The unlikely grace of Santa Cruz piano mover Ricky Maurice Howard.

By Traci Hukill


CONSIDERING the nature of the work, Ricky Maurice Howard spends a surprising amount of time on each job standing stock still, staring intently into space. Maybe his bear-size hands move a little this way and that as he maps out his next move, but other than that he seems utterly immersed in thought. Silence from such a massively built man makes an impression, and one tends not to disturb him.

A lot can go wrong with pianos. A typical upright weighs about 500 pounds. When they slip the bonds of control, things happen fast, usually with the worst kind of witness: an anxious owner. A dropped piano issues a musical yelp of outrage or a loud bass blurt of disapproval. It's just not good.

Howard moves the dolly, a fancy lunar rover-looking model from a specialty company in New Jersey, into position just beneath the edge of the open end of his van, parked on an incline. Bending down, he gently grasps the two edges of the Baldwin and slowly lifts. The piano begins an imperceptible slide and he leans into it, countering its mass with his own. Slowly, balletically, he eases it onto the dolly.

Howard moved his first piano in 1978 for a company in his hometown of Watsonville. He was still in high school. Strangely, the 6-foot-1-inch Howard was in the role of assistant, moving the dolly and helping stabilize the pianos, while the proprietor, a smaller man, literally did the heavy lifting. When the man let on that he was thinking about selling the business, Howard made him an offer he couldn't refuse: a restored 1937 Cadillac that the man had admired just a few weeks before, and which Howard had purchased through the trade of a vintage pinball machine. Before he knew it, he was the owner of Howard's Piano Moving.

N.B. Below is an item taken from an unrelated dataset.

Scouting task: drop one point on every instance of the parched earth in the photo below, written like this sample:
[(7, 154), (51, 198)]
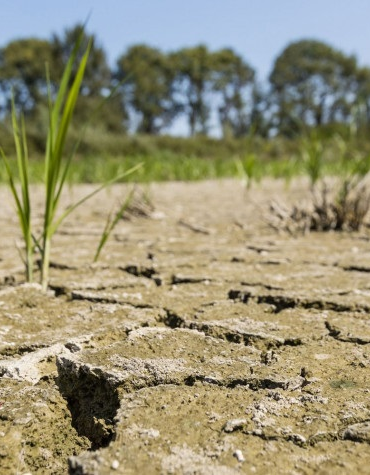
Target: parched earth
[(202, 342)]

Through all these years, he's remained sound of back and limb, except for soreness on one or two occasions when he overdid it. "I was taking on more than I should have," he says in a surprisingly soft, musical voice. He sometimes works with an assistant. The first time he moved this piano, up a narrow flight of stairs to a downtown Santa Cruz apartment, a young, sallow Tim Lincecum look-alike was along. When Howard lifted the piano to pivot it, the kid slipped the dolly beneath. Up the stairs the piano sailed, slowly dancing, lifted on wings of might.